Dengan dibentuknya holding ini, Erick Thohir berharap bisa memperbaiki iklim industri pariwisata di Indonesia. Begitu pula dengan industri penerbangan yang sempat terpuruk akibat pandemi COVID-19.

"Tentu pembentukan holding ini tidak lain untuk perbaikan iklim industri aviasi dan pariwisata," ujarnya lagi. "Sehingga bisa memberikan dampak optimal untuk ekonomi Indonesia."


Selain itu, pembentukan holding BUMN ini adalah upaya pemerintah untuk mengurangi jumlah perusahaan pelat merah yang terlalu banyak. Saat ini saja BUMN sudah berkurang menjadi 41 perusahaan, dari sebelumnya yang berjumlah 142 BUMN.

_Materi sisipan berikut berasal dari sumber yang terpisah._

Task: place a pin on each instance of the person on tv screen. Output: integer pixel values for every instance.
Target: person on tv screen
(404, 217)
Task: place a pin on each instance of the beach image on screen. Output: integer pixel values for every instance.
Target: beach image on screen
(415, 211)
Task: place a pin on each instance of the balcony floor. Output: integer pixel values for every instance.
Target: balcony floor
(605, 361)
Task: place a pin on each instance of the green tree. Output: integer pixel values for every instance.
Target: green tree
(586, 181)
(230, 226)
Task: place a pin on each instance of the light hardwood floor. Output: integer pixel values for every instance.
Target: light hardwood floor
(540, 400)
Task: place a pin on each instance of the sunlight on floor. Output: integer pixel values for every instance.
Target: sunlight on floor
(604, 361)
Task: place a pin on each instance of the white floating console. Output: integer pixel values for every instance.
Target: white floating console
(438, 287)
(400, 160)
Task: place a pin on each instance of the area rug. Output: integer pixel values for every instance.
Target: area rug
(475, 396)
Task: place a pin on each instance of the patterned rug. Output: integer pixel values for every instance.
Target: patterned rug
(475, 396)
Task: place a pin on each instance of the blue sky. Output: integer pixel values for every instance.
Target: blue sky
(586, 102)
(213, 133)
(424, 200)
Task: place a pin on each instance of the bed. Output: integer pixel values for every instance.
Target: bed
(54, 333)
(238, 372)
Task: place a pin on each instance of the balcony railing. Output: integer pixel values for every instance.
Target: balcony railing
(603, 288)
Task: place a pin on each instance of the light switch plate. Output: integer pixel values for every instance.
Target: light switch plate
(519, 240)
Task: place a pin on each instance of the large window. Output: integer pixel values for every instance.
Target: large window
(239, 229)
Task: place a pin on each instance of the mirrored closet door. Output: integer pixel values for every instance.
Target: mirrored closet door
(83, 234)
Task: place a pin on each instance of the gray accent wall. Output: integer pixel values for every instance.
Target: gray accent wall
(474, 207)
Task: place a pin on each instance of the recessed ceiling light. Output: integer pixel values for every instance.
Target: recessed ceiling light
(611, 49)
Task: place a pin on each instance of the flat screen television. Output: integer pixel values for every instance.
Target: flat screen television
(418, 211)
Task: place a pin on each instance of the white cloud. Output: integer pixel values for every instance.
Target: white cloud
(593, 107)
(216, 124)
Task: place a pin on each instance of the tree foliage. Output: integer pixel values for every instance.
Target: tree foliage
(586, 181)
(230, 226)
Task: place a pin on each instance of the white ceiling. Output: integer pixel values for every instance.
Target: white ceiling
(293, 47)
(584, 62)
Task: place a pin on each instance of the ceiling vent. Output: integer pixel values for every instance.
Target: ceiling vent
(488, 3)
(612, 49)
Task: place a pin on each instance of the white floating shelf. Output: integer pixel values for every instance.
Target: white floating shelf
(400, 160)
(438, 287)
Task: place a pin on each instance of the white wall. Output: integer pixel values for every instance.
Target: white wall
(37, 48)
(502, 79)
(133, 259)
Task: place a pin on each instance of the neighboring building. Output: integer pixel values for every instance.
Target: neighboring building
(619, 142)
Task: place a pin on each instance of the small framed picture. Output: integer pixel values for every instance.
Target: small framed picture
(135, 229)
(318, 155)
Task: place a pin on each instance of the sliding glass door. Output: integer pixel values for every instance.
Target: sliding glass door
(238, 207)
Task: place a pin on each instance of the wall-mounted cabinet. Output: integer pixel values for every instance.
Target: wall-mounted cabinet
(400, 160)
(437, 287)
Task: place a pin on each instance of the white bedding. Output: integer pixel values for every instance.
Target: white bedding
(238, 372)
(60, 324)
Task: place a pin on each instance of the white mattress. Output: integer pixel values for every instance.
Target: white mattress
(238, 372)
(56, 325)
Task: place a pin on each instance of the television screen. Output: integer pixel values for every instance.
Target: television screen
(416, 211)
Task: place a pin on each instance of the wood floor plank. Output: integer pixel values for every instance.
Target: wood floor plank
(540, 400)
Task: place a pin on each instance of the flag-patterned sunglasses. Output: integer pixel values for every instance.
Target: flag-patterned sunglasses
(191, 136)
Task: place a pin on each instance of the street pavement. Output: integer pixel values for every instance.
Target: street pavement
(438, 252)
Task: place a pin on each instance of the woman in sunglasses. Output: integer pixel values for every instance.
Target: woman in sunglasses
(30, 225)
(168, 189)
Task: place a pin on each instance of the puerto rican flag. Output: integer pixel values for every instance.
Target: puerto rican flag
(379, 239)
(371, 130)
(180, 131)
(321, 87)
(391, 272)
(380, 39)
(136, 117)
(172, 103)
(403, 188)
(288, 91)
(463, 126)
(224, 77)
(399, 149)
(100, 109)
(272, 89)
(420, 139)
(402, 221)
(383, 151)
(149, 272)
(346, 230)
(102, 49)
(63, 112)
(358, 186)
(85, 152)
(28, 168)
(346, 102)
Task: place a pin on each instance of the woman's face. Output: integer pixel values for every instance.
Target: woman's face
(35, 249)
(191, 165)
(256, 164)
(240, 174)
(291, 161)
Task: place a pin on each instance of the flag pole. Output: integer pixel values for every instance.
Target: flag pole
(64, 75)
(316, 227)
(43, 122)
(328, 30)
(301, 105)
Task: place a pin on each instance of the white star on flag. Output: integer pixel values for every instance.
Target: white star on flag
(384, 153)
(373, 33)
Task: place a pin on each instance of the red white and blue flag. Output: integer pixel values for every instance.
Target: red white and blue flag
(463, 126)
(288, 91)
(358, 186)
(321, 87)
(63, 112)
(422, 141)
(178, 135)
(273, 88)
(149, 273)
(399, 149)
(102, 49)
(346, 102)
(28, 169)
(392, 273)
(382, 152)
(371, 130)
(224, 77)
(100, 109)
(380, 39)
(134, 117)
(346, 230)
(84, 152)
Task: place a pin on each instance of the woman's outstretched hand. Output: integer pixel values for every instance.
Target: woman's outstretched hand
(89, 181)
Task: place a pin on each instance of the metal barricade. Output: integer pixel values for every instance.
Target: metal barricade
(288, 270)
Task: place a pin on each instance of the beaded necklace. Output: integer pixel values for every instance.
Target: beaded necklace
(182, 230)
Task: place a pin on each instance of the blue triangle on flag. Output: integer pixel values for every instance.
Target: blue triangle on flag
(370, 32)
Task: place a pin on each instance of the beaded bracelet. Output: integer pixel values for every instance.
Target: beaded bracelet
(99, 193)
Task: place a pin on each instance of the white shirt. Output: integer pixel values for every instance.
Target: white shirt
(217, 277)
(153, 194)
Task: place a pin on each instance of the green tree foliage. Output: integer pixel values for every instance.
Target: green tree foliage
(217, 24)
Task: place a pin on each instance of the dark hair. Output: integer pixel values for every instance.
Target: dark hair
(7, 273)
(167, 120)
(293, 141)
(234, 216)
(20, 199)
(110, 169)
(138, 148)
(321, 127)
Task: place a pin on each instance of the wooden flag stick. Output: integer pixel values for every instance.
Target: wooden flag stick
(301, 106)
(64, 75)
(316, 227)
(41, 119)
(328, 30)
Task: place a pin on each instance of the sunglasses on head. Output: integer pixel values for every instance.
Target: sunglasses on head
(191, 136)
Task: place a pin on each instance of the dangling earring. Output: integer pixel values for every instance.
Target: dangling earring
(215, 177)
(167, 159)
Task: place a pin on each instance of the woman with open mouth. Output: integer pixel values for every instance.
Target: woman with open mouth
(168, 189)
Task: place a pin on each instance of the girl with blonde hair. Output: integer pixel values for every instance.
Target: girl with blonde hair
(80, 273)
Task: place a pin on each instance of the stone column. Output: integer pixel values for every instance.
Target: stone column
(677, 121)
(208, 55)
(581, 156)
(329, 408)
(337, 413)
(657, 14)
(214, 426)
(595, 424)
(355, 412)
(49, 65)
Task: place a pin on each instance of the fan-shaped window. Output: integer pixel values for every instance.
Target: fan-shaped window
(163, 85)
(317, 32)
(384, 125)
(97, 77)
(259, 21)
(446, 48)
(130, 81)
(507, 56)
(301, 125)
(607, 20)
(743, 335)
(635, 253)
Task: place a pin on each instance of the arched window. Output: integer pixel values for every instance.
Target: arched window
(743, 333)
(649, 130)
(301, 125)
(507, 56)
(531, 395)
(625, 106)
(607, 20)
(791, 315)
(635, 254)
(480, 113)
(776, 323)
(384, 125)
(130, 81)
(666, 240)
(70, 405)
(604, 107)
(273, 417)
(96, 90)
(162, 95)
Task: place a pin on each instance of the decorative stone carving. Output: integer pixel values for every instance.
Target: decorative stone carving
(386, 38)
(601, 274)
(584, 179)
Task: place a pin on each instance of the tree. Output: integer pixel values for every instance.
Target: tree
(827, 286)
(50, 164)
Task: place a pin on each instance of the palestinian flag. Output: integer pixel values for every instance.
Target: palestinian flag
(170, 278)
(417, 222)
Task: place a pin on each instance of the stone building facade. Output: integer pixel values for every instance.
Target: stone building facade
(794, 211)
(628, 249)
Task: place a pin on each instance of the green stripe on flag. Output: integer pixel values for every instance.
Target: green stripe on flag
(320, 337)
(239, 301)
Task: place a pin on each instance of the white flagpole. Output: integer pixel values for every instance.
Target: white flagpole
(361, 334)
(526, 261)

Begitu juga dengan klaster BUMN. "Kemudian dari 27 klaster BUMN sekarang tinggal 12 klaster. Semua klaster itu berdasarkan value chain, jadi tidak hanya berdasarkan bisnisnya saja," tambahnya.

Untuk BUMN holding pariwisata, nantinya akan ada 7 anggota yakni Angkasa Pura (AP) I, AP II, Garuda Indonesia, ITDC, TWC, Hotel Indonesia Natour dan Sarinah. AP 1 dan AP II nantinya bertugas menggarap manajemen bandara di masing-masing wilayah. Garuda Indonesia dan anak usahanya mengurusi pelayanan penerbangan.

Kemudian ITDC bertanggung jawab mengembangkan destinasi wisata. Misalnya seperti Mandalika dan Labuan Bajo.

"Kemudian untuk Hotel Indonesia membantu travel manajemennya sendiri. Tentu kita tidak menara gading," tuturnya. "Termasuk Sarinah yang sudah teken kerjasama dengan Dufry kita ingin produk lokal kita go internasional dan juga mendukung industri UMKM."